Desigualdades,

Reformar para redistribuir

Como o sistema tributário contribui para o aumento da desigualdade em um país que já está entre os mais desiguais do mundo

19abr2023 | Edição #69

Depois de quatro anos de autoritarismo e retrocessos institucionais, 2023 trouxe de volta a possibilidade de refletir sobre o futuro do Brasil sem o constante estado de alerta em relação ao presente. Somos conhecidos internacionalmente como o país do futuro, mas um futuro que nunca chega. Só que desta vez, mais do que nunca, é preciso não desperdiçar a oportunidade. Afinal, o risco de um retorno da extrema direita é alto demais.

Um dos principais esforços do novo governo neste primeiro ano é a aprovação da reforma tributária, fundamental para uma maior eficiência da economia brasileira ao lidar com a jabuticaba representada pelo atual desenho dos tributos indiretos.
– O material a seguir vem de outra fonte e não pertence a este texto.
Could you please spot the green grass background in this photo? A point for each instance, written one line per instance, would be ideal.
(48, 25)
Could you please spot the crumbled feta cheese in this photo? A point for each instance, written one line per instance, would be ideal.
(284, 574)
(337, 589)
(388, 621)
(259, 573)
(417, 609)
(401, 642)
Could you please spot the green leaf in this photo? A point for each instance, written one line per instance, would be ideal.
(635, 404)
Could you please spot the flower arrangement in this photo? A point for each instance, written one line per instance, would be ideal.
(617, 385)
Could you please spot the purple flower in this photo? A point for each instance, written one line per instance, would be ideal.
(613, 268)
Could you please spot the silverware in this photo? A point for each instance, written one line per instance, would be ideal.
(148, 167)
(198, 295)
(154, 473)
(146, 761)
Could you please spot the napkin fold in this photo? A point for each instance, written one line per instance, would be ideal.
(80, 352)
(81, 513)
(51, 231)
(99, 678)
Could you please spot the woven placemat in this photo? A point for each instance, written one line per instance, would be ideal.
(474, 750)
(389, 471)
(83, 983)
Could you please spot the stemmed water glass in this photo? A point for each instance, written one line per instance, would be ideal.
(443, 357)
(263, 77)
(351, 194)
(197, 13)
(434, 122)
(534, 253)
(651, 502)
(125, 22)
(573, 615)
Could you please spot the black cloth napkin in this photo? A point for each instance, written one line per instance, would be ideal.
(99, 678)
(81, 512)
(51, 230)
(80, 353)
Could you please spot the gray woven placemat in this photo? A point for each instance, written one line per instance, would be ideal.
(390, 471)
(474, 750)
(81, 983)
No modelo em vigor, prevalecem distorções e exceções que elevam custos administrativos, criam incentivos espúrios e sobreoneram o setor produtivo. Todavia, estamos também diante de uma grande oportunidade de caminhar em direção a esse “país do futuro” caso a reforma tributária enfrente um dos principais entraves para o nosso desenvolvimento: a desigualdade extrema.
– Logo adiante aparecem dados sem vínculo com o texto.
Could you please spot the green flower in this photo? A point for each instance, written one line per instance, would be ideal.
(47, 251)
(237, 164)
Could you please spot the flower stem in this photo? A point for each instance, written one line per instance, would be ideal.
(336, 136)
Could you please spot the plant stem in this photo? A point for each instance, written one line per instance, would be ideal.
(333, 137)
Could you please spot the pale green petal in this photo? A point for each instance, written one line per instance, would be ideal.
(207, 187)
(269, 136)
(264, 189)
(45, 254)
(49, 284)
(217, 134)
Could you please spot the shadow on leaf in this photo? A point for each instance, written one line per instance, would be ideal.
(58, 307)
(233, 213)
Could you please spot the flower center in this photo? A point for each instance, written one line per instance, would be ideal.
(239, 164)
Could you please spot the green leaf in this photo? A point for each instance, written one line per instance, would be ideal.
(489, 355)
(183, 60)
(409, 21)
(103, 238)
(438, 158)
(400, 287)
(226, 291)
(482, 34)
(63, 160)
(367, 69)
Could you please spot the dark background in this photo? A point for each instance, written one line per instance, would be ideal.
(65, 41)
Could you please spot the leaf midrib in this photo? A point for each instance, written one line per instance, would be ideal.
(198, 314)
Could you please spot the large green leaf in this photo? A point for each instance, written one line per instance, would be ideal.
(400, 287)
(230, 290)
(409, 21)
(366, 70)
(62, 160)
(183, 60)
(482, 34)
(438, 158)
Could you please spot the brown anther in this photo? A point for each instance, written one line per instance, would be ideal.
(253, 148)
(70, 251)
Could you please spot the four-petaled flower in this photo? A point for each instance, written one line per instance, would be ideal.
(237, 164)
No Brasil, o 1% mais rico concentra cerca de 30% de toda a renda gerada no país

O Brasil está entre os países mais desiguais do mundo. Enquanto 36,7% das famílias brasileiras reportam algum grau de insegurança alimentar, o 1% mais rico concentra cerca de 30% de toda a renda gerada no país. Além disso, os rendimentos médios das famílias no topo chegam a superar os valores observados para os mesmos grupos em países ricos como a França. Podemos dizer que no Brasil coexistem dois continentes. De um lado, grande parcela da população é relegada à pobreza e à falta de oportunidades. De outro, um pequeno grupo mantém padrões de consumo similares aos dos mais ricos da Europa. 

Há evidências robustas na literatura econômica moderna de que a desigualdade afeta negativamente o crescimento econômico. Esse efeito perpassa diversos canais, como a maior instabilidade sociopolítica e a descrença nas instituições, o subinvestimento em capital humano — imagine quantos talentos são perdidos todos os anos — e o respaldo a organizações ineficientes do Estado. Nessa mesma linha, também há evidências recentes de que políticas redistributivas, que atenuam a desigualdade, levam a taxas de crescimento econômico maiores e mais sustentáveis no longo prazo.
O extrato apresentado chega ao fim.